Mathieu Eugène a l'intention d'organiser une conférence de presse à New York et même des rencontres d'information, pour expliquer aux migrants qui craignent l'expulsion du pays de Donald Trump que le même sort les attend peut-être dans la contrée de Justin Trudeau, même si les messages du premier ministre sur Twitter peuvent sembler très accueillants.

Mais pour lui, la priorité est cependant de poursuivre les pressions politiques aux États-Unis afin que soit prolongé le statut de protection temporaire pour les Haïtiens, ce qui n'est pas une mince tâche, étant donné les prises de position de l'administration Trump.

«C'est une lutte que l'on mène depuis longtemps, et on va continuer», a-t-il promis.
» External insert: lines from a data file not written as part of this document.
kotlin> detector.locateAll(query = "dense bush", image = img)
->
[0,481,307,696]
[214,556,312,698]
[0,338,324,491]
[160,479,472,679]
Nouvelle plongée dans l'incertitude

Dans la communauté haïtienne de Montréal, on espère que le message de M. Eugène sera entendu aux États-Unis, parce que bien des demandeurs d'asile risquent de voir leurs espoirs déçus, a expliqué Chantal Ismé, vice-présidente du conseil de la Maison d'Haïti, au visiteur new-yorkais.

«La plupart des personnes qui traversent la frontière actuellement ne répondent pas aux critères pour obtenir le statut de réfugié, a-t-elle fait valoir. Peut-être que certaines personnes seront acceptées, mais à cause du grand nombre de personnes qui arrivent et des délais qui s'allongent, les délais seront très longs avant d'avoir une réponse. Ces gens fuient l'incertitude pour être plongés dans une autre incertitude. Si leur demande est refusée, ils seront déportés vers Haïti, pas vers les États-Unis! C'est la précarité qui les attend à nouveau.»

«Le Canada les accueille temporairement, et notre approche humaine leur laisse peut-être croire que c'est le paradis ici, renchérit Ninette Piou, directrice du centre N A Rive. Mais la route est encore longue ensuite et le processus est plein d'écueils.»